Published at: 2026-07-11 22:00 Last updated: 2026-07-13 08:40
#algorithm #AI #Open Source

Abstract

Large language models (LLMs) are increasingly trusted to draft artifacts of safety analysis such as losses, hazards, Unsafe Control Actions (UCAs), and safety constraints within rigorous processes like Systems-Theoretic Process Analysis (STPA). However, a blind spot exists in this rapidly growing literature: every system is analyzed except the LLM-assisted tool itself, which is a safety-relevant system that can hallucinate standards, emit unverifiable constraints, and leave no audit trail from prompt to artifact. We take seriously the question that the field has overlooked — "who analyzes the analyzer?" and answer it by applying STPA to the tool itself. We present Constitutional Meta-STPA, an LLM-assisted STPA tool built around a closed loop: the tool conducts a meta-STPA of the class of AI-assisted safety tools and derives its governance constitution from the resulting loss$\to$hazard$\to$UCA$\to$constraint chain, yielding a published constitution of 21 Tool Principles and 8 Meta-Safety Principles, each bound to a code enforcement point.

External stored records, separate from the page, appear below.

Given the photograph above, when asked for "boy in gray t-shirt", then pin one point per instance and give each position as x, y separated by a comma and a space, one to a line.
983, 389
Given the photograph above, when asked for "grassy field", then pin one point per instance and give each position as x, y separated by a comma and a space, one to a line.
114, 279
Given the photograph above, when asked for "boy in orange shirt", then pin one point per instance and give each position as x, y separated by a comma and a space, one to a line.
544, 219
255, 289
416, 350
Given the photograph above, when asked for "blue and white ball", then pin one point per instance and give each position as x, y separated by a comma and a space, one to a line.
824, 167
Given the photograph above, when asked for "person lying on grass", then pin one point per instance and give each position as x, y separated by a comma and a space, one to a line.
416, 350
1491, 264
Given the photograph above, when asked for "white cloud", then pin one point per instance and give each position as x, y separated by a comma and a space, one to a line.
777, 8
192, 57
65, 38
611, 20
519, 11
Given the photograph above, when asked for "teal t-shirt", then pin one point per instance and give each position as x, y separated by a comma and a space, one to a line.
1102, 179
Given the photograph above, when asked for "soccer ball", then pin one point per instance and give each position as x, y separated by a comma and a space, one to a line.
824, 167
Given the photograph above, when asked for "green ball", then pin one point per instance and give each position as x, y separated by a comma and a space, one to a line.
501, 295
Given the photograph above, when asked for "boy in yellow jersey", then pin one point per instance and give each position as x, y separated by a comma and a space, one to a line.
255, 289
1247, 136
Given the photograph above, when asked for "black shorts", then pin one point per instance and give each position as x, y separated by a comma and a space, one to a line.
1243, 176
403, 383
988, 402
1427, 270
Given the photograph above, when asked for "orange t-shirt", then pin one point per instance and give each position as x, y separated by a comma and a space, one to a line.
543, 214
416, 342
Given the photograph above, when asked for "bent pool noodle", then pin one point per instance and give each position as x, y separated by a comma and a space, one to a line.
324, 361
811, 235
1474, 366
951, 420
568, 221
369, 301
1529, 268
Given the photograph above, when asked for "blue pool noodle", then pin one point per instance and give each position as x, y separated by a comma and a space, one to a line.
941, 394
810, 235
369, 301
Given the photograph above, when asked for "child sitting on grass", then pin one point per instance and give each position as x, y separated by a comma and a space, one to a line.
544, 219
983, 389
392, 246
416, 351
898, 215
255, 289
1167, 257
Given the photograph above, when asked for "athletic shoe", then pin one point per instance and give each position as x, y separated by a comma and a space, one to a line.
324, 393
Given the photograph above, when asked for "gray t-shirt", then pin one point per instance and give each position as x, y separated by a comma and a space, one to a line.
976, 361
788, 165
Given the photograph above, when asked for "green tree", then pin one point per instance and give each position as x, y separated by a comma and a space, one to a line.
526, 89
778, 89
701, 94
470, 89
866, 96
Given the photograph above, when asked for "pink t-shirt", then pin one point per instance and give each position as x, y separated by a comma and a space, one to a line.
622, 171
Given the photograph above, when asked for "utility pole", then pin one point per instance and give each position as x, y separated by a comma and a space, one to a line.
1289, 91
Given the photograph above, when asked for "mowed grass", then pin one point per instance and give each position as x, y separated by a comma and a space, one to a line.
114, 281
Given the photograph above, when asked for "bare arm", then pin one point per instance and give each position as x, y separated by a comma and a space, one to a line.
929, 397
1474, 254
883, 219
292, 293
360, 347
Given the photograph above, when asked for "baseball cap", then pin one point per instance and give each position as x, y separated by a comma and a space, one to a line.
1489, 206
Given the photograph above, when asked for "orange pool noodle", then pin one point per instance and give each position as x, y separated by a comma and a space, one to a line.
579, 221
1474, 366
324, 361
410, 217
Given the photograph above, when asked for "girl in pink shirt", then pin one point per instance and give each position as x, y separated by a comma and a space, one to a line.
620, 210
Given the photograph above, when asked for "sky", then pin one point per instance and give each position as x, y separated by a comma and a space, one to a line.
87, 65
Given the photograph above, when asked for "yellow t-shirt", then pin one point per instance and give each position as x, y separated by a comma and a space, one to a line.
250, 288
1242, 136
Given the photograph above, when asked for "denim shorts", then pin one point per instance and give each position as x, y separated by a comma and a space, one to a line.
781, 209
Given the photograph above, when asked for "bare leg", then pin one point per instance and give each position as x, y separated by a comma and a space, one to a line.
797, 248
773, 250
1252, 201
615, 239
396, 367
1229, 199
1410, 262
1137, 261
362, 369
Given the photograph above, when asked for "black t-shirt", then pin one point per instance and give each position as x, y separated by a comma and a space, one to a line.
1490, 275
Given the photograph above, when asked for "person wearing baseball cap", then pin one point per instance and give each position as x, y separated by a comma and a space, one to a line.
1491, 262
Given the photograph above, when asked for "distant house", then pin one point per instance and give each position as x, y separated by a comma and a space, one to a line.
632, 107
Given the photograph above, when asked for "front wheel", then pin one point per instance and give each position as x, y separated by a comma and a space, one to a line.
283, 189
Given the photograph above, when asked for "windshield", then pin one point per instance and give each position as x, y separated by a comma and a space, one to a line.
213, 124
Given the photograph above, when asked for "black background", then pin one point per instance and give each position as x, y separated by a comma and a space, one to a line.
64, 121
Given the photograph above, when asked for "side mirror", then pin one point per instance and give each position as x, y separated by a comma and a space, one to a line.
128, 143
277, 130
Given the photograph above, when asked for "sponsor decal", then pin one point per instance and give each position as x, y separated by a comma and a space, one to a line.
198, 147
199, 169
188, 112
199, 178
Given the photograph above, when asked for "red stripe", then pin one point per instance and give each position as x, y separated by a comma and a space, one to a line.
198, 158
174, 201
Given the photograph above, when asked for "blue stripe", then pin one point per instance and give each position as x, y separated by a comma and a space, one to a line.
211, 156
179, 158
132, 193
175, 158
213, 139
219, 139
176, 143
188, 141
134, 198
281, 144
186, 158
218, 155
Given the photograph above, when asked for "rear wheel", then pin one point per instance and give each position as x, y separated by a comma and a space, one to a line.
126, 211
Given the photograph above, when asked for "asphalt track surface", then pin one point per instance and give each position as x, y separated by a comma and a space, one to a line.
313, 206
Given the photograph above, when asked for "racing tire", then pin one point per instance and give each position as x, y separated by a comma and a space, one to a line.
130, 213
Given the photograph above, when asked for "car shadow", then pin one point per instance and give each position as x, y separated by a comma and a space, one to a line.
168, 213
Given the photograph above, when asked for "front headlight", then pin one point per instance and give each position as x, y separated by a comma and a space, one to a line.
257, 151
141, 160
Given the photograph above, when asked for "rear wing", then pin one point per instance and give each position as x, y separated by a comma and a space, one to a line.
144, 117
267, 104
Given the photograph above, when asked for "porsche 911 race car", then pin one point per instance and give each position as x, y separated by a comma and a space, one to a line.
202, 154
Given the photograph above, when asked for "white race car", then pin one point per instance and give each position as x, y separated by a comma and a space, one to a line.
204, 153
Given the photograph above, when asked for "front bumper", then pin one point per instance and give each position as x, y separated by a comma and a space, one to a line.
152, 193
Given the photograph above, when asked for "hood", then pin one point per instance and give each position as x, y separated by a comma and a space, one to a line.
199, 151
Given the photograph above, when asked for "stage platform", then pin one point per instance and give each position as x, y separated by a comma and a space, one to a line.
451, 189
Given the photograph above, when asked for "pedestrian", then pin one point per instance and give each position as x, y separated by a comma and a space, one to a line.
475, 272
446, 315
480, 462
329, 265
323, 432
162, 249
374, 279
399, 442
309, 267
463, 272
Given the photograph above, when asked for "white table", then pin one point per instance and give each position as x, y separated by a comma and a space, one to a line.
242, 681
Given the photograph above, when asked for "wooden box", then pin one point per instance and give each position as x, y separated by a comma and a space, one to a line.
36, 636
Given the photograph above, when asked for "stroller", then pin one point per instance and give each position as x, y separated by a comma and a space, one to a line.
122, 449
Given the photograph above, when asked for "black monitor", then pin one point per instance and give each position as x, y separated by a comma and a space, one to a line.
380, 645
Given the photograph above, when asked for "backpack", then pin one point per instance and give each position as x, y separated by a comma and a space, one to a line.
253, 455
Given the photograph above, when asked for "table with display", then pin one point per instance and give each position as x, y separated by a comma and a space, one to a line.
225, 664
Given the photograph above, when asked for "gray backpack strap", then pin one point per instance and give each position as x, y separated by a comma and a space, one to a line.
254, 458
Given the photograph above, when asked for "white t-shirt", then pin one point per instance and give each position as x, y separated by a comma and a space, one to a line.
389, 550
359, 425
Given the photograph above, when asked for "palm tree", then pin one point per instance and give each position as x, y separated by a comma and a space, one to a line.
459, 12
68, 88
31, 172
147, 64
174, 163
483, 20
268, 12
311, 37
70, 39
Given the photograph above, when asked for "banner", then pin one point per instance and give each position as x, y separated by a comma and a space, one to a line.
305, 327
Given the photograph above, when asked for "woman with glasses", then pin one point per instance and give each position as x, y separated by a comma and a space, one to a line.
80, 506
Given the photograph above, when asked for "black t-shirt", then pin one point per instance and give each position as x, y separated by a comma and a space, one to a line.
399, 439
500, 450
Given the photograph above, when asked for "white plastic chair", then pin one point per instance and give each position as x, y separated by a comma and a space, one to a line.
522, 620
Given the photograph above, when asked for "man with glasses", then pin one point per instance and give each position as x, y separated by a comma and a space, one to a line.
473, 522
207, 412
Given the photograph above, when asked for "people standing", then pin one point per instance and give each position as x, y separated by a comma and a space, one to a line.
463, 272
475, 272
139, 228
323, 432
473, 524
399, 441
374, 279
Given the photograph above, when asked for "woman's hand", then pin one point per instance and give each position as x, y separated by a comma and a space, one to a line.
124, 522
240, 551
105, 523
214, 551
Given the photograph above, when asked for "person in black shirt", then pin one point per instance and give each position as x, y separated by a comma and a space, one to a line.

We formalize the measured object as a constitution-marginal coverage operator over a principle set $P$ ($|P|=29$) with a soundness lemma that isolates coverage from model and scanner, and report four findings:

  1. Self-derivation: a frontier ensemble (claude-opus-4.8${+}$claude-sonnet-4) recovers 18/21 canonical and all 8/8 governance principles from the tool's own design, while a weaker pair recovers 12/21 and 3/8, indicating that the meta layer is model-limited, not constitution-limited, and the same 8/8 re-emerge from a second, independently authored tool.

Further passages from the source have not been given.